The Research Nest
Published in

The Research Nest

Voice Cloning Using Deep Learning

Latest Technology Trends And Threats

1. WaveNet 🌊

It was introduced in 2016 by Google-backed DeepMind in the paper WaveNet: A Generative Model for Raw Audio. Earlier text-to-speech systems (TTS) were largely based on the concatenative TTS. In this approach, first, a very large database of short speech fragments is recorded from a single speaker. Then these fragments are recombined to form the complete utterances. The downside of this approach is that you will need a totally new database of audio samples if you want to make minor tweaks to the voice, like altering the emphasis or emotion. Also, the audio samples generated by this approach are very unnatural, glitchy and robotic.

2. Deep Voice 🗣

Deep Voice is a TTS system developed by the researchers at Baidu. Its first version, Deep Voice 1 was inspired by the traditional text-to-speech pipelines. It adopts the same structure, but replaces all components with neural networks and uses simpler features. First, it converts the text to phonemes and then uses an audio synthesis model to convert linguistic features into speech.

Deep Voice 3 Architecture
  • Encoder: It is a convolutional neural network that converts the textual features to an internal learned representation.
  • Decoder: The decoder is used to decode the learned representation coming from encoder into a low-dimensional audio representation (or Mel spectrograms). It consists of casual convolutions with multi-hop convolutional attention and it generates its output in an autoregressive manner.
  • Converter: It is a fully-convolutional post-processing network.
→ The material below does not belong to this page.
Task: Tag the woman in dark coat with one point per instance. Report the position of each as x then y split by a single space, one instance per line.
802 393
The converter predicts final parameters from the decoder hidden states. This is non-causal and can thus depend on future context information.
  • Speaker Adaptation: The objective of this approach is to fine-tune a trained multi-speaker model for an unseen speaker using a few audio-text pairs. Fine-tuning can be applied to either the speaker embedding or the whole model.
  • Speaker Encoding: The speaker encoding method directly estimates the speaker embedding from audio samples of an unseen speaker. A model like this does not require any fine-tuning during voice cloning. Thus, the same model can be used for all unseen speakers.

3. SV2TTS 🚀

The paper Transfer Learning from Speaker Verification to Multispeaker Text-To-Speech Synthesis(SV2TTS) describes a neural network-based system for text-to-speech (TTS) synthesis that is able to generate speech audio in the voice of different speakers. The thing that stands out for this system is that it can work in the zero-shot learning setting 👌🏻.

“This method aims to solve a task without receiving any example of that task at the training phase”
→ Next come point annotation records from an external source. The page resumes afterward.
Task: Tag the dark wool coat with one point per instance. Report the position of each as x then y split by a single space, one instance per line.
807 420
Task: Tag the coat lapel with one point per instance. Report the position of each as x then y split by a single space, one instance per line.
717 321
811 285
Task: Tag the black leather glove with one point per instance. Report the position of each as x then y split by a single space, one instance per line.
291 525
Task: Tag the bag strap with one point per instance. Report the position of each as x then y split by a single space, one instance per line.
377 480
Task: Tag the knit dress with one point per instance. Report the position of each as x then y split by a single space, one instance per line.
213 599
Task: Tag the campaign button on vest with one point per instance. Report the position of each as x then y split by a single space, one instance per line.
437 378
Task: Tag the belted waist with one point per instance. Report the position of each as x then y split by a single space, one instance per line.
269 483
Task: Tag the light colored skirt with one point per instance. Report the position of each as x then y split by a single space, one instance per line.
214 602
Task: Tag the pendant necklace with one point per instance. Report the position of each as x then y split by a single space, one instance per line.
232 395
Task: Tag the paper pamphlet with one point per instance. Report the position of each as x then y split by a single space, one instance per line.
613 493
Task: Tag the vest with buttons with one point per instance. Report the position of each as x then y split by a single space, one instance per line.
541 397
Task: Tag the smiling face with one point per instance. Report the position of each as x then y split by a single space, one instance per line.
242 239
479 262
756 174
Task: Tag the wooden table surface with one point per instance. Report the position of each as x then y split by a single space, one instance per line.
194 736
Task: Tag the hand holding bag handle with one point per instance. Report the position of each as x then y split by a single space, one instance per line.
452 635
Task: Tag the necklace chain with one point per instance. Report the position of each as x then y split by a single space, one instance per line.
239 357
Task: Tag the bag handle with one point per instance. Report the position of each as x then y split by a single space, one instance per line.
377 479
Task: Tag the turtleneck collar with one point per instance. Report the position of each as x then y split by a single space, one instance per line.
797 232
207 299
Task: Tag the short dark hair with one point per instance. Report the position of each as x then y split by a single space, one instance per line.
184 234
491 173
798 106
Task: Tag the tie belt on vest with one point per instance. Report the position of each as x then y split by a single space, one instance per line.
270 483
So, it can generate new speech in the voice of a previously unseen speaker, using only a few seconds of untranscribed reference audio, without updating any model parameters.

  • Speaker Encoder Network: The speaker encoder network’s job is to take audio of a given speaker as input, and encode the characteristics of their voice into a low dimensional vector embedding. It does not care about what the speaker is saying, all it cares about is how a speaker is saying something. The network is trained separately on the task of speaker verification, using a dataset of noisy speech from thousands of speakers. The encodings are then used to condition the synthesis network on a reference speech signal from the desired target speaker.
  • Synthesis Network: It is a Seq2Seq neural network based on google’s Tacotron 2 that generates a Mel spectrogram from the text, conditioned on the speaker embedding. The network is an extended version of Tacotron 2 that supports multiple speakers. The output is conditioned according to the voice of the speaker by concatenating their embedding with the synthesizer encoder output at each time step.
  • Vocoder Network: The system uses the WaveNet as a vocoder. It takes the Mel spectrograms generated by the synthesis network as input and autoregressively generate the time-domain audio waveforms as output. The synthesizer network is trained such that, it tries to capture all of the relevant detail needed for the high-quality synthesis of a variety of voices in the form of Mel spectrograms. This allows the vocoder to be constructed by simply training on data from many speakers.

Technology Misuse 👾

Although the concept of artificial voice is fascinating and has many benefits, we can’t deny the fact that this technology is susceptible to misuse. In the past few years, we have seen how Deepfakes were being used to spread misinformation and to create questionable content.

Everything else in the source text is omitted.